O governo precisava fazer algo. Começaram então as construções dos leprosários. O mais famoso dele era situado na cidade de São Francisco de Sul, em Santa Catarina, mais especificamente no Balneário de Capri.

Deportados do Rio de Janeiro e de outras regiões do país, os doentes eram enviados para este "sanatório". No lugar de tratamento, o local era mais uma espécie de prisão para doentes. Os poucos médicos da equipe se dedicavam a testes e experimentos pouco científicos com os internos.

O mais famoso dele, o Barão de Amorim, não tinha concluído os estudos de medicina, mas tinha influência política e dinheiro suficiente para clamar o posto de diretor do Instituto.

Suas experiências consistiam em, basicamente, cortar e costurar carne e membros de pacientes, num doentio jogo de bonecas vivas. É impossível precisar quantas pessoas morreram na ponta do serrote do Barão. De onde ninguém esperava sair, poucos corpos eram reclamados. Enquanto a doença se espalhava pelo país, Amorim se esforçava para garantir que o Leprosário do Porto sempre tivesse celas disponíveis.

Com o passar do tempo, os aliados do Barão passaram a enviar "pacientes" peculiares. Adversários políticos, líderes comunitários e outros opositores de poucos recursos começaram a ser taxados de leprosos, ainda que não exibissem sintomas.

Para o Barão, não fazia muita diferença. Em pouco tempo de exposição ao estabelecimento, os novos habitantes acabavam contraindo a doença. Senão pelo contato com os outros pacientes, pela lâmina imunda do seu serrote.

O ambiente era tão infecto que muitos dos ajudantes e enfermeiros do Barão acabaram como internos do Leprosário.

Sem garantia de que não seriam os próximos na mesa de experimentos do Barão, os funcionários foram se tornando cada vez mais escassos. Logo, não mais que meia dúzia de guardas e zeladores continuavam fieis ao Barão.

Tudo mudou numa noite de julho de 1843. Não se sabe muito bem como, mas os pacientes de Capri organizaram uma rebelião. Já muito mais numerosos que os cuidadores, bastou que um molho de chaves caísse nas mãos dos pacientes para que o jogo virasse.

Os funcionários foram todos presos em uma cela. Numa turba raivosa, os detentos avançaram em direção aos aposentos do Barão.

Tantos séculos depois, é difícil precisar o que aconteceu em seguida. Alguns afirmam que o Barão conseguiu fugir e morreu na Argentina, anos mais tarde. Outros afirmam que não teve tanta sorte.

Estes acreditam que os detentos tiveram a frieza e a presença de espírito de saborear a vingança.

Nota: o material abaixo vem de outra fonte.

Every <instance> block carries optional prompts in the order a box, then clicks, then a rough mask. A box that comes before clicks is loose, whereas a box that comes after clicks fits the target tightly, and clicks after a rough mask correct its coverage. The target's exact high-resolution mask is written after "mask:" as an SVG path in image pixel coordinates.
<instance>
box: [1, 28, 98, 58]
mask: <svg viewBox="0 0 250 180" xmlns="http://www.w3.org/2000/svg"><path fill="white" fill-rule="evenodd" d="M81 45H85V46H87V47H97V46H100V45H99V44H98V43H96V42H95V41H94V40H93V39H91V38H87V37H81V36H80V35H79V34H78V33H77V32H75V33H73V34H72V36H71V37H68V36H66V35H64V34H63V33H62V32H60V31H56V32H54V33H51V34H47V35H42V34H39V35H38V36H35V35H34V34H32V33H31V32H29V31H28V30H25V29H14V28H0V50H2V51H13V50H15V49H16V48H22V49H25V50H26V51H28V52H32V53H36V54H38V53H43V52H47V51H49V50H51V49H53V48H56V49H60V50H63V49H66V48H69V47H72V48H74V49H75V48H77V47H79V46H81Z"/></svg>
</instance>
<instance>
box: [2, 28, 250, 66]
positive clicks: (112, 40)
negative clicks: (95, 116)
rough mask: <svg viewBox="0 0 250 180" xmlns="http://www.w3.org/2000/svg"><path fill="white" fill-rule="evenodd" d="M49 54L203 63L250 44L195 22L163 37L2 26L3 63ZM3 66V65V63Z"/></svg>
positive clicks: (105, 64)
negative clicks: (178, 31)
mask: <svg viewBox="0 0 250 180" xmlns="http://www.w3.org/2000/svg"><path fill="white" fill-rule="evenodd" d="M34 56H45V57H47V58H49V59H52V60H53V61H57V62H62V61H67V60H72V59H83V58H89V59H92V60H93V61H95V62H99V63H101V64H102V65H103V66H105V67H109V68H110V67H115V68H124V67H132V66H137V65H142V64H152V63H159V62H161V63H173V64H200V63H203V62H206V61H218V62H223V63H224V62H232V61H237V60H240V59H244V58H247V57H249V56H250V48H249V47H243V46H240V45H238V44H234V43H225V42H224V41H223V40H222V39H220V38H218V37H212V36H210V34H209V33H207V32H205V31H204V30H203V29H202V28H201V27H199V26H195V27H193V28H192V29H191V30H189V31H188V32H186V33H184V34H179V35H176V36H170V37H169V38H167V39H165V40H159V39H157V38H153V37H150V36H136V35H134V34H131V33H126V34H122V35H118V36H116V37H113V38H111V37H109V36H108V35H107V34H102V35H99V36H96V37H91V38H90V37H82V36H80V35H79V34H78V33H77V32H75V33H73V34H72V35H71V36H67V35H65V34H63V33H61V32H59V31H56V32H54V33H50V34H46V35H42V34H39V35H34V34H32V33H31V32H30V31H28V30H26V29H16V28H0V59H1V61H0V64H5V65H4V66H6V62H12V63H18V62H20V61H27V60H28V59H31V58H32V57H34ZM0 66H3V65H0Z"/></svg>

A sala de operações onde Amorim realizava os experimentos tinha um formato circular e era rodeada por arquibancadas, como um auditório. A construção seguira o projeto dos grandes centros de pesquisa médica da Europa e tinha a pretensão de formar especialistas. Daquelas arquibancadas, os futuros doutores apreciariam as técnicas do Barão. Mas isso nunca chegou a acontecer. As torturas desumanas realizadas naquela sala eram exclusivas para o deleite do sádico diretor.

Ironicamente, na noite da rebelião, os leprosos lotaram as galerias para assistir um punhado de representantes amarrar o Barão na mesa de operações. A plateia aplaudia cada movimento do serrote imundo de sangue coagulado pela carne do Barão.

Um dos revoltosos era um antigo assistente de Amorim que fora infectado. Ele usou tudo o que aprendeu para fazer que a vingança durasse o máximo possível. Conteve cada hemorragia. Apertou cada torniquete. Suturou cada corte e prontamente fez com que seu ex-chefe recobrasse os sentidos depois de cada desmaio.

Antes de morrer, o Barão de Amorim era uma colcha de retalhos de carne podre e linha. Cada membro fora serrado e substituído pelos das últimas vítimas. Quando a infecção generalizada finalmente acabou com o seu sofrimento, o Barão já estava na mesa operatória há dias.

Na fuga, os pacientes incendiaram o leprosário com os funcionários prisioneiros dentro. Durante anos, ninguém ousou pisar no lugar, com medo de que as paredes ainda pudessem guardar a doença maldita.

Hoje, é possível visitar os destroços do leprosário do Capri. Mesmo durante o dia, as ruínas possuem uma energia negativa que provoca angustia e desconforto em quem passeia pelo sítio histórico. Nas noites de julho, dizem que é possível ouvir gritos distantes, saídos do nada. E o som de um serrote ecoa na madrugada.